Rockborne38 on Family Tree Circles
Journals and Posts
We have been very lucky over our more than 50 years of research into the families of both myself and my husband, and we have so many family members who send us a message, phone us or write to us, as soon as there is a new birth, marriage or death in the family, with all the details needed to add to our family history files, and in return for their trust, we never publish the names or any details of any family member on any website, for fear of the horrid identity theft taking place
But of course, just as other family history researchers have found, there are those family members who believe in the old adage that "Knowledge is Power" and think that by keeping information to themselves, it makes them powerful. For anybody who thinks that, in relation to family history, you do need to think again, because if you have the info and wont give it to other family researchers, they will find the info in some other way in any case, but you may find that you will not benefit from all the other info they also find, as by being secretive about family history issues, you will just find that the serious researchers will not bother to keep contact with you. We have a few in our family who fit this description exactly, and they really do lose by their attitude, so to all family history researchers out there, family history should be for all family members, share what you have, and believe instead that the other adage of "What goes around comes around" is just as true, and share your knowledge of your family generously with other members of your family, write a book about them, add the history to a disk or USB stick and send a copy to other family members, arrange Family Reunions, visit family members who you have never personally met before, it is so much fun and so rewarding.
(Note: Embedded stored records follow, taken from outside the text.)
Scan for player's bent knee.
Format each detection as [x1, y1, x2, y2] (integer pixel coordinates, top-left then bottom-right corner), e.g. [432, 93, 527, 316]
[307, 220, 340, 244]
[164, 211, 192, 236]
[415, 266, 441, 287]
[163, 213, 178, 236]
This is probably in the wrong place, but we have just read the article by ngairedith, about the value of family photos, and it reminded us of a man who served in the army with my husband. Most of us lived a great distance from our own families, and when our children went to the local school, it was only the "Army kids" who did not have grandparents to attend their school sports, fetes and similar things, but most of us, at some time, had our parents come to visit us, and thus the kids had their grandparents with them at least on some occasion when they visited and stayed with us in the many far flung places at which we were posted over the years. A friend of ours, another solider, had been brought up in an orphanage, he had no idea of who his parents were, and stayed in the orphanage till he was 17 then enlisted in the Army, and his children used to ask him when they would have their grandparents visit, and he told them that his parent were dead. One day he noticed two big picture frames in a second hand shop, the old fashioned semi circular ones, with a photo of a distinguished gentleman in one, and a well dressed lady in the other, so he purchased them, they were about two pounds each (this happened in 1962) and took them home, cleaned them, and hung them on the wall in the hallway of the family home, and when the children asked who they were, he told them they were his parents, and his children were so excited, and when their friends came to visit, they used to say to the friends, "Look, Dad got us some photos of my grandpa and grandma" and as far as we can recall, those photos took pride of place in their home wherever they lived. It was a fib he told them, but it made those three children so happy to know that they did have grandparents, even though they could not meet them, and we have no idea if he told them the truth when they grew older, but it certainly made three young children (aged in 1962 at 6, 8 and almost 10) so happy that they had "roots" and a set of grandparents they could see, even if only in a picture frame.